Forum Discussion
Altera_Forum
Honored Contributor
15 years agoThe IPC is documented in the processor reference handbook, generally it is 1.
However: - The result of a non-ALU instruction (ld, mul, shift) has to go via the register file, resulting in a 2 clock delay before the value can be used. I presume there is some 'result forwarding logic' within the ALU. - Any Avalon MM transfers (including writes) are done synchronously and take at least 3 clocks (I haven't seen any writes taking 2 clocks). - I think the SDRAM interface buffers at least 2 write requests - so the first 2 randon writes to SDRAM (and maybe other memory) complete in 3 cycles. - As documented, branches are 1 clock predicted not taken, 2 clocks predicted taken, 4 clocks mispredicted. For relatively small code blocks it is possible to adjust the C source to avoid almost all the pipeline stalls (usually by loading values into local variables and using 'asm volatile ("":::"memory")' to stop gcc reordering instructions).
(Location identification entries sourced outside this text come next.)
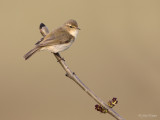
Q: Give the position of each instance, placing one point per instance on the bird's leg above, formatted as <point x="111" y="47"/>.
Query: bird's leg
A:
<point x="60" y="58"/>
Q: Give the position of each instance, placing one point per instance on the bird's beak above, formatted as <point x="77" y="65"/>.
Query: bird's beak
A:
<point x="78" y="28"/>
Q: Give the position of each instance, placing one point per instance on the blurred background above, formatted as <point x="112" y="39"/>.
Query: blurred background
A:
<point x="116" y="54"/>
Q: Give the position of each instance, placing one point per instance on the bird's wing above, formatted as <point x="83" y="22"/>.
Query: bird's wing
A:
<point x="53" y="39"/>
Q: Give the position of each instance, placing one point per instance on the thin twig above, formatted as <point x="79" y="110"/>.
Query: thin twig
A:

The __builtin_expect() can be used to set the static branch prediction for conditionals (sometimes it is necessary to put an empty 'asm' statement in an otherwise empty 'else' branch). If you are trying to squeeze out every last drop of performance, then the dynamic branch prediction will only slow things down - getting the source right is better unless a single instruction needs to predict in different directions at different times. Your Altera rep should be able to tell you how to disable the dynamic branch prediction.